Dog's breeds were also very different. We had many English pointers and English setters along with Weimaraner, Brittanies, Labs, and GSP's. I didn't see one unhappy dog.

There were two different groups of Idaho hunters also. We got a little more time to talk because shortly after I returned from hunting each day they were at our camper to see what I had found. If these two groups read my blog I'll probably lose them after this post. They seemed to be the only ones upset with the bird numbers. Of course they were back at camp by noon while most of the non residents weren't back until very late afternoon. I guess we all can read between these lines and make what we want out of it but I can tell you I enjoyed my conversations with the non residents because they were just excited to be here.

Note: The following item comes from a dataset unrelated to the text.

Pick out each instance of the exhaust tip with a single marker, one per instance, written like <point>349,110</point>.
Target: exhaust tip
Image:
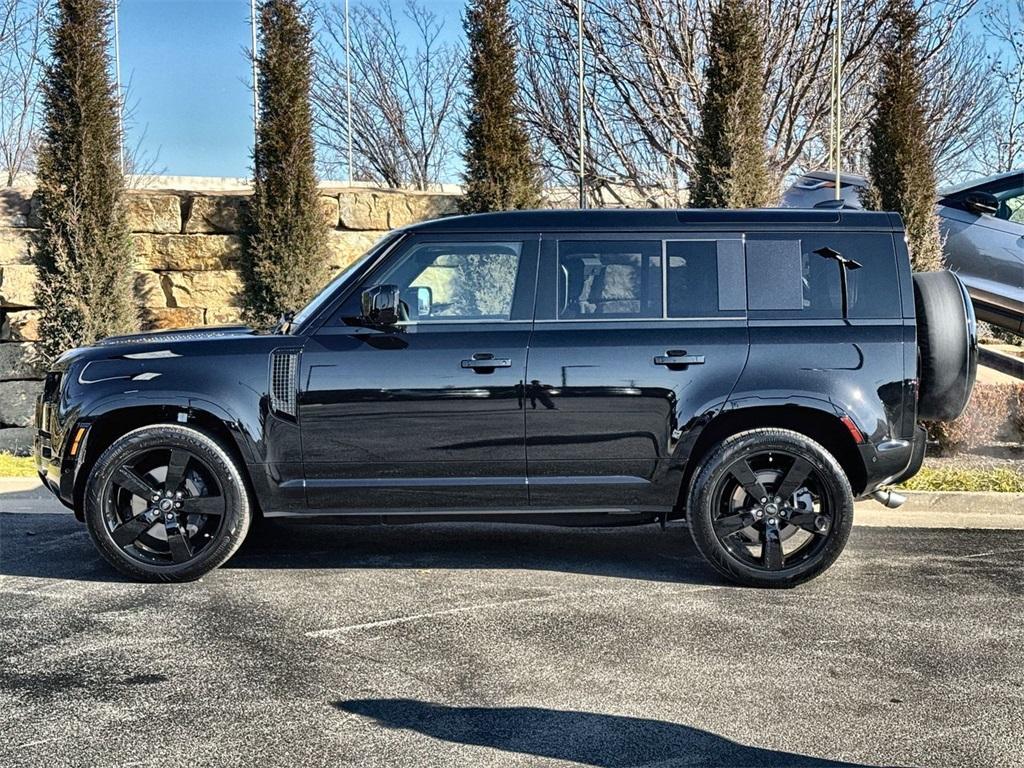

The only pictures I got were of these two Georgia guys and their dogs. These two, along with a guy from Wisconsin had hunted many states for various birds but this was their first time at chasing chukars.
They definitely were from down south with that accent. Oh gosh, I hope that wan't politically incorrect. From the feathers around the camp I could tell they had at least chukar, huns and Blue grouse in their bags. Listening to their stories I could tell they were getting the full deal with their Idaho hunt, especially when they talked about where they were finding chukars and how they couldn't make those down hill away shots. Pretty familiar stuff to me.
Two thoughts I came up with this week. As residents, maybe we expect too much when it comes to bird numbers and secondly, maybe we give up too soon and get off the mountain. These guys didn't seem to have a problem with either.

Now, what did I find. Day 1 had me thinking maybe the bird numbers weren't there. It started hot with Grady taking off like a mad dog and soon we saw three blue's flying down the hill. Barb, wanted to walk a ways with me and do some filming and it wasn't long before Grady found birds with Jake honoring. Barb decided to keep me out of the picture so I wouldn't be caught missing again.
After this video Barb left and the three of us covered many more miles and saw only three covey of huns and never got a shot. It was looking pretty dismal. But I decided to not give up on this area and cover more different country the next day. As everyone knows of this country you can get out of your rig and never step on the same ground as you did the day before. Take a look at the grass in this picture and you can see why the birds were probably distributed everywhere. We never see this kind of green up this early in the year.
The next two days were much better. Once Grady would slow down and quit over running his nose points became a lot oftener and day ones negative thoughts were soon behind us. Bird numbers were good and not so good. We saw more huns in this area than ever before but fewer chukar. We also saw more blue grouse than I can ever remember.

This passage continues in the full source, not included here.